Qu'en est-il, en particulier, des "échoués" de l'école, de ceux qui sortent du système éducatif sans diplômes, sans qualification, après avoir purgé leurs dix ans de scolarité obligatoire et ratée ? Comment les décrit-on ?
Ils "ne savent rien" puisqu'ils n'ont "rien appris" (à l'école, étant entendu que ce n'est qu'à l'école qu'on apprend quelque chose). On en parle couramment comme d'"illettrés" – ce mot devenu à la mode – incapables non seulement de lire, d'écrire et de compter, mais aussi parfois même de parler, de s'exprimer, de communiquer oralement !1 Des infirmes, pas vraiment humains. Et qui font peur : l'image menaçante des jeunes des banlieues n'est pas loin, dés que l'on parle d'eux.
Disons d'abord que ces jeunes ne sont pas n'importe quels jeunes : ils sont, dans leur écrasante majorité, issus des milieux sociaux les plus défavorisés. D'où l'importance du nombre d'individus issus d'une immigration plus ou moins ancienne. Ils ont été victimes, à travers le système éducatif, d'une ségrégation sociale et culturelle dont ils n'ont absolument pas conscience, mais qui saute aux yeux. Celle-ci a des conséquences sur toute leur vie d'adultes : l'échec scolaire mène presque toujours à l'échec social que représentent le chômage, la précarité, ou un travail peu valorisé, sous-rémunéré.
Depuis que le chômage sévit, c'est-à-dire depuis longtemps, on a prévu pour eux des dispositifs de formation : des "stages d'insertion sociale et professionnelle" ou de "préparation à l'emploi", dans lesquels j'ai travaillé comme formatrice pendant des années. Actuellement, puisqu'ils "ne savent rien", on prétend leur faire acquérir ce qu'on appelle les "savoirs de base", et l'on a créé pour eux un dispositif nommé ETAPS : Espace Territorial d'Accès aux Premiers Savoirs.
Ne dirait-on pas qu'ils ne savent ni marcher, ni parler, qu'ils n'ont absolument rien dans la tête et qu'il faut TOUT leur apprendre ?
En prétendant remédier à l'échec scolaire, ces dénominations, ridicules et humiliantes, viennent renforcer l'image désastreuse qu'ils ont déjà de leurs capacités.
Souvenirs d'école 2
Quand on évoque les souvenirs d'école, les jeunes parlent tous à la fois. Les rancœurs accumulées au fil des années jaillissent comme un torrent qu'on ne peut ni arrêter, ni canaliser." J'étais toujours puni, ça c'est sûr ! "

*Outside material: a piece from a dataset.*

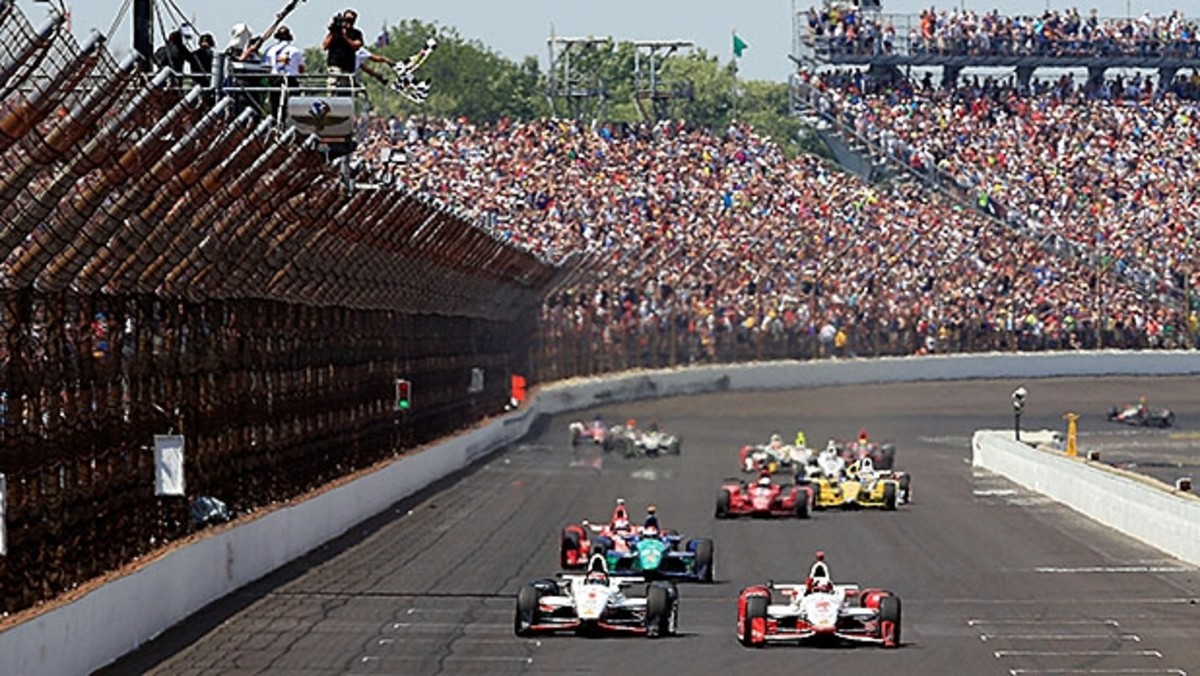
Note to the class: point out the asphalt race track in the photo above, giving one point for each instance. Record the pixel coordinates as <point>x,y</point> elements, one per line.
<point>994,579</point>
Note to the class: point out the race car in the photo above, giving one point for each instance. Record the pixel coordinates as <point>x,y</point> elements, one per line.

" Toujours j'avais des mauvaises note. Aïïïï ! C'est rare que j'avais une bonne note ! "
Certains se complaisent dans des histoires horribles de maîtresses, de profs sadiques, de tortures et d'humiliations.
Au-delà de ces images de cauchemar, ils disent tous : " Avec EUX, on pouvait pas discuter ! "
Peu de souvenirs d'un prof’, d'une maîtresse qui auraient été " gentils ". Très peu, incroyablement peu.
Un peu plus profond encore, on trouve l'ennui, l'enfermement.
" On était toujours enfermés ! " " La récréation était trop courte ! "
" Ce que j'aimais, c'est quand on sortait, à cinq heures."
" C'était long, aïïïï ! Que c'était long ! "
Mais il y a aussi les bons souvenirs : ce sont les histoires de chahut. Avec bonheur, ils se rappellent les moments de vengeance, de rigolades avec les copains.
" On leur en a fait voir ! Aïïïï ! Ce qu'on leur en a fait voir ! "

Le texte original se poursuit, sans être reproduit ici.